Lecture : 4 min | Tag : Santé
On entend souvent les deux termes utilisés de façon interchangeable. Pourtant, ils désignent des réalités médicales très différentes. Voici ce qu’il faut savoir pour ne plus les confondre…
Une confusion très répandue
Au quotidien, beaucoup de gens disent être « intolérants au gluten » alors qu’ils sont en réalité cœliaques — et inversement. Cette confusion n’est pas anodine : elle peut mener à une mauvaise prise en charge, des erreurs alimentaires, voire une minimisation de symptômes qui méritent une attention médicale sérieuse.
Alors, posons les bases.
La maladie cœliaque : une maladie auto-immune
La maladie cœliaque est une maladie chronique d’origine auto-immune. Cela signifie que lorsqu’une personne atteinte consomme du gluten, son propre système immunitaire se retourne contre l’organisme — plus précisément contre les villosités intestinales, ces petites structures en forme de doigts qui tapissent l’intestin grêle et permettent l’absorption des nutriments.
Résultat : les villosités s’aplatissent progressivement, l’intestin s’abîme, et l’absorption des vitamines et minéraux devient défaillante.
Les conséquences peuvent être sérieuses :
- Carences en fer, calcium, vitamine D, vitamine B12
- Fatigue chronique et anémie
- Retard de croissance chez l’enfant
- Ostéoporose à long terme
- Risque accru de certains lymphomes intestinaux (en cas de non-diagnostic)
La maladie cœliaque est génétique : on naît avec une prédisposition, et elle peut se déclencher à tout âge. Elle est diagnostiquée par une prise de sang (recherche d’anticorps spécifiques) puis confirmée par une biopsie de l’intestin grêle.
Elle touche environ 1 % de la population, mais beaucoup de cas restent non diagnostiqués pendant des années.

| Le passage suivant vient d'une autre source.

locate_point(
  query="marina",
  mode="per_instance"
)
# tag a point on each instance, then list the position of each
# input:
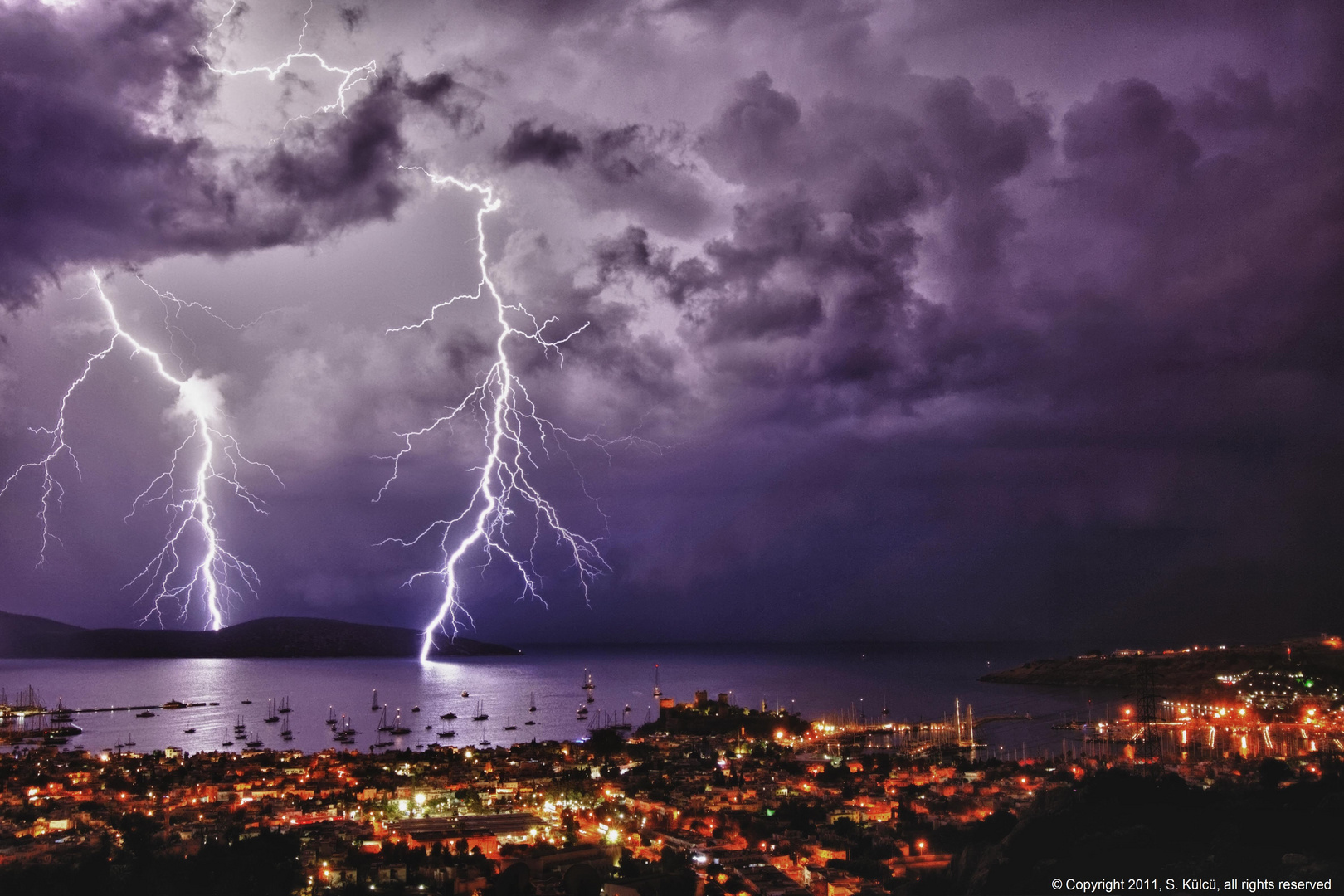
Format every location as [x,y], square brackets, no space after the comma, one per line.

La sensibilité au gluten non cœliaque : réelle, mais différente
La sensibilité au gluten non cœliaque (SGNC) est une condition reconnue depuis les années 2010. Les personnes concernées ressentent des symptômes réels après avoir consommé du gluten, sans que l’on observe de destruction intestinale ni de réaction auto-immune.
Les symptômes les plus fréquents :
- Ballonnements et gaz
- Douleurs abdominales
- Fatigue inhabituelle
- Maux de tête ou « brouillard mental »
- Douleurs articulaires
Le mécanisme exact de la SGNC est encore à l’étude. Certains chercheurs pensent que ce ne serait pas le gluten lui-même qui serait en cause, mais d’autres composants du blé, comme les FODMAPs ou les ATI (inhibiteurs d’amylase-trypsine).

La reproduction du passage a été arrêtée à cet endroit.